2007-09-07 10:01:17 | 読書

              
 上下巻800頁以上になるが、読ませるというものではない。バブルがはじけて金余りで浮かれ騒いだツケが巨額の不良債権として金融界を大津波のように襲った。 日本の超一流といわれた銀行が軒並み傾いた。税金の注入で一息ついたものの、単独では立ち居かない銀行も多く合併が促進された。
 いまの銀行名で、旧銀行を推し量ることは出来ないくらい合併に次ぐ合併だった。そんな状況を一都市銀行の広報部長竹中治夫の目を通して描かれる。ただ、出てくる人物の特徴、例えば身長や体つきルックスそれに着ている服装などが書き込まれていないので人物像を具体化できない。

 例えば、不倫相手の24歳の恋人などに苛立ちを覚える。美人というだけでイメージをこちらに任されたままだ。たまに服装にふれているが、若い恋人の淡いブルーの上着にベージュのスラックスだったかスカートのどちらかだったが、この配色はメリハリに乏しく野暮ったい。
 ロンドンのビジネススクールに留学するほどの女性なら、もう少し垢抜けしてもよさそうだ。それ以外にも首をかしげたくなるのが多々ある。そんな具合に全体として垢抜けない。
 
 物語はまるで舞台劇のように、動きが少なくほとんど銀行の内部でのやりとりで退屈する。それに会話に緊迫感がなくしかもサラリーマンのペコペコする様が嫌になる。
 ここに書かれているような、歩いて十分ほどの相手銀行に行くのに社用車を使うとか。部内の打ち合わせに秘書を煩わしてお茶を出させるなどがある。
 実際にこんなことをしているのだろうか? だとすれば昔の企業体質から抜け出ていない。効率も悪いし行動力を疑う。これでは外資にしてやられるのは目に見えている。意識の転換が急がれる。

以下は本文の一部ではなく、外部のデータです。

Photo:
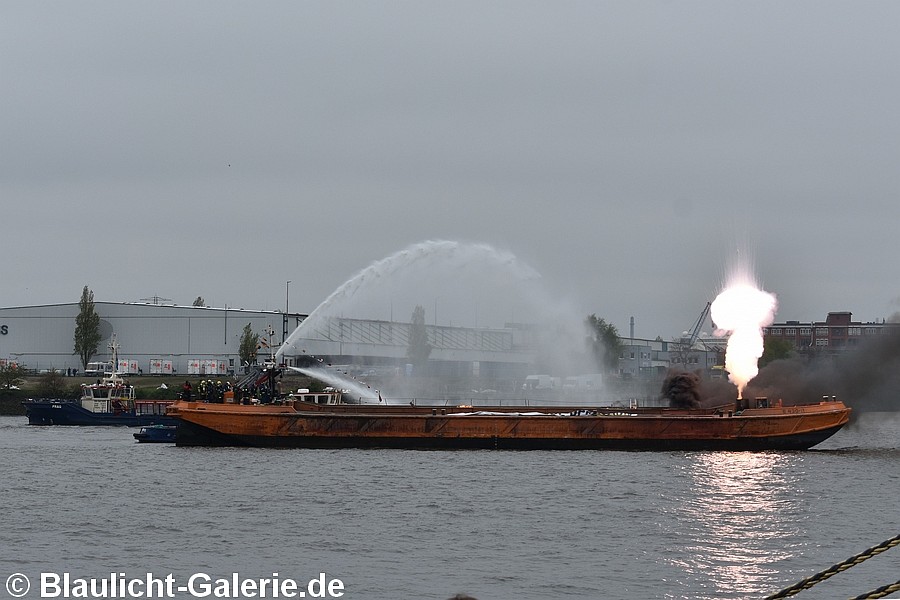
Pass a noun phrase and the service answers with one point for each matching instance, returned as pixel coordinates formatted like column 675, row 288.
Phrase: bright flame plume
column 741, row 311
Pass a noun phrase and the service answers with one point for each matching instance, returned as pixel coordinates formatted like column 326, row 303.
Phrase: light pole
column 287, row 308
column 287, row 296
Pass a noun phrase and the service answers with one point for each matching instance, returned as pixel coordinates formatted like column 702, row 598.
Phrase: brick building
column 837, row 332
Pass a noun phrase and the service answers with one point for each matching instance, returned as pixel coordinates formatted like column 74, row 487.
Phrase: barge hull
column 796, row 428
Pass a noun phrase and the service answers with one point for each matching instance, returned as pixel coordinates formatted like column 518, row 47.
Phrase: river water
column 497, row 525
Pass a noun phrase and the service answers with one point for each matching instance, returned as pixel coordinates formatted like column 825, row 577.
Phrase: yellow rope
column 880, row 592
column 838, row 568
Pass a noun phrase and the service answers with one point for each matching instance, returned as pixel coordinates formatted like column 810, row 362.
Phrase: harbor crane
column 692, row 336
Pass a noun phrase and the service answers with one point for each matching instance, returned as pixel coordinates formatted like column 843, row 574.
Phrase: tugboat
column 156, row 434
column 109, row 401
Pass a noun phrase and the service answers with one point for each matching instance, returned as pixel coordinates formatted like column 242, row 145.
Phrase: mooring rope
column 880, row 592
column 843, row 566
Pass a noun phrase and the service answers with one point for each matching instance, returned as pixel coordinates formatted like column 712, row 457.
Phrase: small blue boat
column 156, row 434
column 110, row 401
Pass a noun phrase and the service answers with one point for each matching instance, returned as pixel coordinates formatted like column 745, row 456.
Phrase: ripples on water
column 498, row 525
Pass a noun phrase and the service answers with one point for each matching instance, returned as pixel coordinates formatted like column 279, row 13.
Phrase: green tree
column 87, row 328
column 248, row 347
column 419, row 349
column 604, row 342
column 11, row 375
column 775, row 349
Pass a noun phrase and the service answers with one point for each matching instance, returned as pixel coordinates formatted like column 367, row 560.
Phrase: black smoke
column 688, row 389
column 682, row 389
column 866, row 377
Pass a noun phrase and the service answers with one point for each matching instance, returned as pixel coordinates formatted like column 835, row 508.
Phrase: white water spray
column 740, row 311
column 450, row 262
column 363, row 393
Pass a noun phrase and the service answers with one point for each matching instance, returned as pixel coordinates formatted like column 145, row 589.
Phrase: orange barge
column 306, row 425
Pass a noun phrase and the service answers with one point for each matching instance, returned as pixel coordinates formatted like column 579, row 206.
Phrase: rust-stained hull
column 365, row 426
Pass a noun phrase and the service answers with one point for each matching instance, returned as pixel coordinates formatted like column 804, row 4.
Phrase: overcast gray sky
column 623, row 150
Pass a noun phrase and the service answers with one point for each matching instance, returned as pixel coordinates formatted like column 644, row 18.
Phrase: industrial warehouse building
column 151, row 337
column 190, row 340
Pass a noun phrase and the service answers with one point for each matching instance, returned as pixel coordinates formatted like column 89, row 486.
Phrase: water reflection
column 739, row 517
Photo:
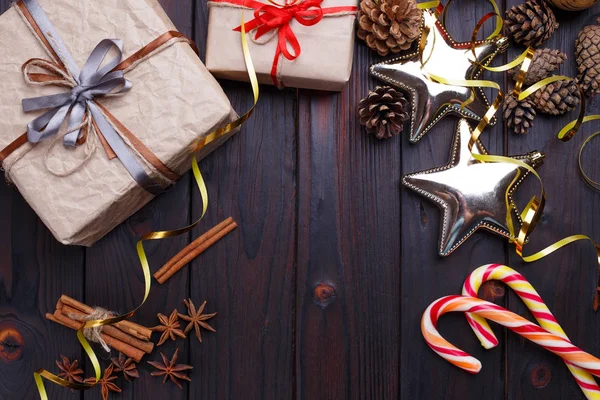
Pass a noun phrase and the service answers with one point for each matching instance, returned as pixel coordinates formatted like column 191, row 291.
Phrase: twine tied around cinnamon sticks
column 129, row 338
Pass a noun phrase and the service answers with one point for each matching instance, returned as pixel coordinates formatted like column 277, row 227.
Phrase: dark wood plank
column 113, row 275
column 349, row 244
column 34, row 270
column 425, row 276
column 248, row 277
column 566, row 280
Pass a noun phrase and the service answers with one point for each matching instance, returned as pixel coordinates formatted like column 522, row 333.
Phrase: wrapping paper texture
column 173, row 102
column 325, row 62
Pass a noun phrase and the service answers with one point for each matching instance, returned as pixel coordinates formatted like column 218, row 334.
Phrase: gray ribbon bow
column 93, row 81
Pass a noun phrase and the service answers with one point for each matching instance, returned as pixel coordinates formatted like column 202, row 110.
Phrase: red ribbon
column 278, row 17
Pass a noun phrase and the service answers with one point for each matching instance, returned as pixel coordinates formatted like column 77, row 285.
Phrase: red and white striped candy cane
column 536, row 305
column 512, row 321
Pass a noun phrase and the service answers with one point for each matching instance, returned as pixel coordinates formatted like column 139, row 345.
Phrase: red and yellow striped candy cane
column 534, row 303
column 551, row 342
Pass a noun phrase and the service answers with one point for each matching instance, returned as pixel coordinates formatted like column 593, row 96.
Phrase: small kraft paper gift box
column 303, row 44
column 103, row 106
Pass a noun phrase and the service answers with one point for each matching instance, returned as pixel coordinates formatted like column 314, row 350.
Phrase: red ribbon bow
column 269, row 17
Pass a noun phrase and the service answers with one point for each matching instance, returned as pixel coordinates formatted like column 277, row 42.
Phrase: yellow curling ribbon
column 428, row 4
column 496, row 13
column 532, row 212
column 42, row 373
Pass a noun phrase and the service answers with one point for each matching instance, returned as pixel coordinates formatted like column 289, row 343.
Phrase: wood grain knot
column 541, row 376
column 11, row 344
column 324, row 294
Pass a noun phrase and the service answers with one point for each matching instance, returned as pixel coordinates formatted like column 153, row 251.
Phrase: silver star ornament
column 443, row 57
column 471, row 193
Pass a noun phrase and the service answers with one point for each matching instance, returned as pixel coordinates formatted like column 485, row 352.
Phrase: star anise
column 69, row 370
column 125, row 365
column 170, row 369
column 170, row 327
column 196, row 318
column 106, row 383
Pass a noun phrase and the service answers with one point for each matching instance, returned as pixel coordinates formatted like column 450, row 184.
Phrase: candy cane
column 512, row 321
column 534, row 302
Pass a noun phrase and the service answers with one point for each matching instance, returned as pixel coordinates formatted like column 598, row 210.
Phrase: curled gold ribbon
column 532, row 212
column 42, row 373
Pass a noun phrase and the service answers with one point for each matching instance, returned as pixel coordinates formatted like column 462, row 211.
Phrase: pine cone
column 518, row 115
column 544, row 62
column 530, row 23
column 587, row 50
column 389, row 25
column 557, row 97
column 383, row 112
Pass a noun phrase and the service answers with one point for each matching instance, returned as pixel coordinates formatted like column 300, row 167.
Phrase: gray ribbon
column 94, row 80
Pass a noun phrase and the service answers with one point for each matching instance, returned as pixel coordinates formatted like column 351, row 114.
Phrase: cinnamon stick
column 116, row 344
column 196, row 252
column 145, row 346
column 203, row 238
column 135, row 330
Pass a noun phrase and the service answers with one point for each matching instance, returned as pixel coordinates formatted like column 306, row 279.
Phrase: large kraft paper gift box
column 322, row 29
column 173, row 102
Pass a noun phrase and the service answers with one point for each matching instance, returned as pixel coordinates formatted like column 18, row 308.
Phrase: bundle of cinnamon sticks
column 129, row 338
column 194, row 249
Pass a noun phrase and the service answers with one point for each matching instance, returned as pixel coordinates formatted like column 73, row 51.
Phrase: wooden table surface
column 320, row 291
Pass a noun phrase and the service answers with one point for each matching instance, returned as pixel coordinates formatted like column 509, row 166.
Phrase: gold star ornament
column 471, row 193
column 442, row 57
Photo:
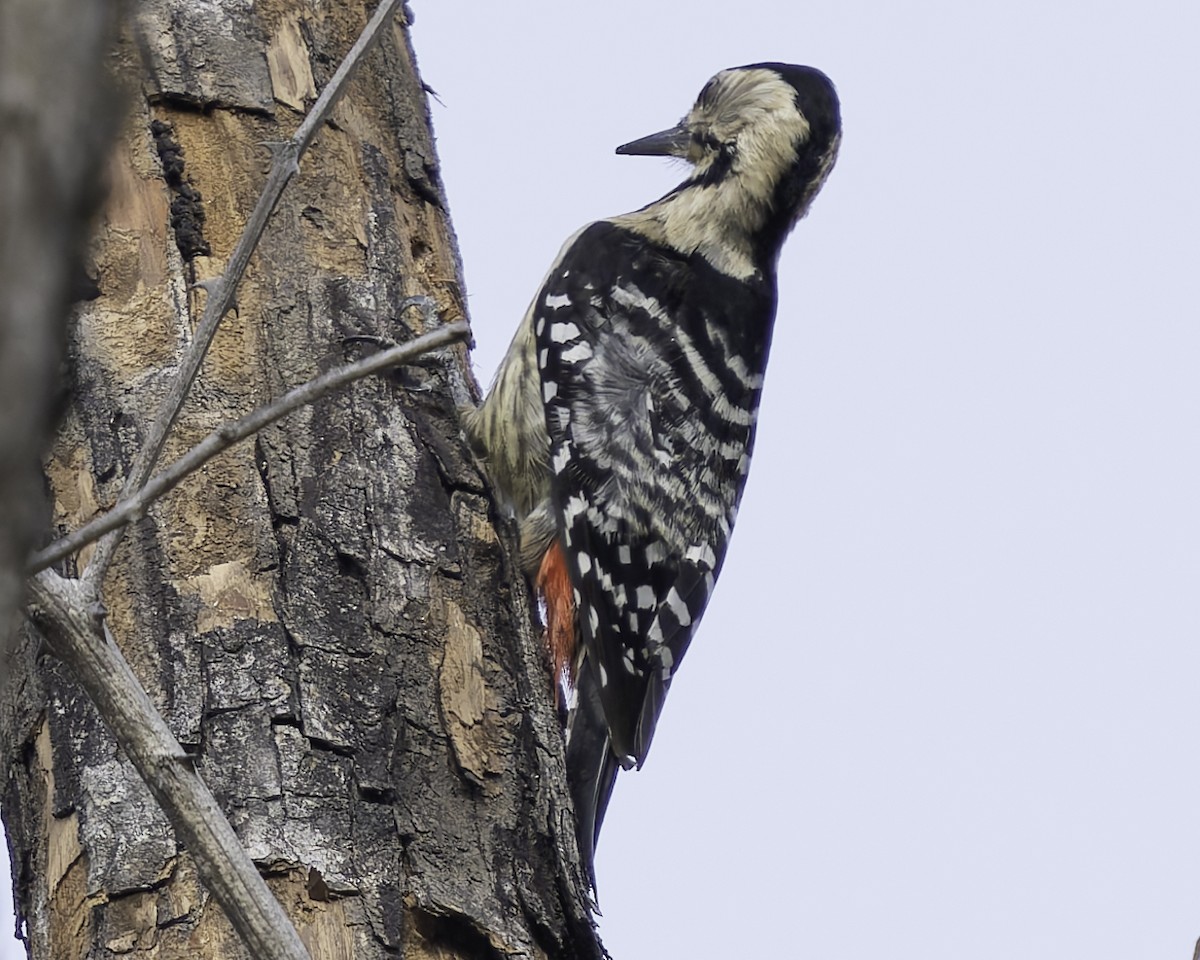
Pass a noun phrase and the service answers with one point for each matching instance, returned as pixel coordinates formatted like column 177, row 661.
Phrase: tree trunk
column 327, row 617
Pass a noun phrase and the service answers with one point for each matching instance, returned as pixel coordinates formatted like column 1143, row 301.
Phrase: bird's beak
column 667, row 143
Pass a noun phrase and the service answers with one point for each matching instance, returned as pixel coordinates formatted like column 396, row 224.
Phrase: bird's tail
column 591, row 766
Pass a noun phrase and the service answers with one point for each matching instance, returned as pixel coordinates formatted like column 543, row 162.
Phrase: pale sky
column 945, row 701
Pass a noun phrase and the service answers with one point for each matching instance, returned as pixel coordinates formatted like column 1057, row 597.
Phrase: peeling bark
column 327, row 618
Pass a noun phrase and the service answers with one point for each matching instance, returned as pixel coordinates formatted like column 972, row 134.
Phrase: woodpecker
column 621, row 423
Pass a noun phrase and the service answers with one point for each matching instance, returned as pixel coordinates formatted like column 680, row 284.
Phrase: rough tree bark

 800頁にも及ぶ長大さに、なぜなのだろうと思っていると、巻末に初出として東京スポーツ2003年4月8日~2004年4月4日までの新聞連載とあった。要領よく書けば400頁で充分だろう。いずれにしても、この作家のほかの作品を読むことはないだろう。
 ちなみに、著者は1939年東京生れ。科学業界専門誌の記者、編集長を経て、‘75年「虚構の城」でデビュー。以来、綿密な取材に裏打ちされたリアリティに富む経済小説を次々に発表と図書館の検索ページにあった。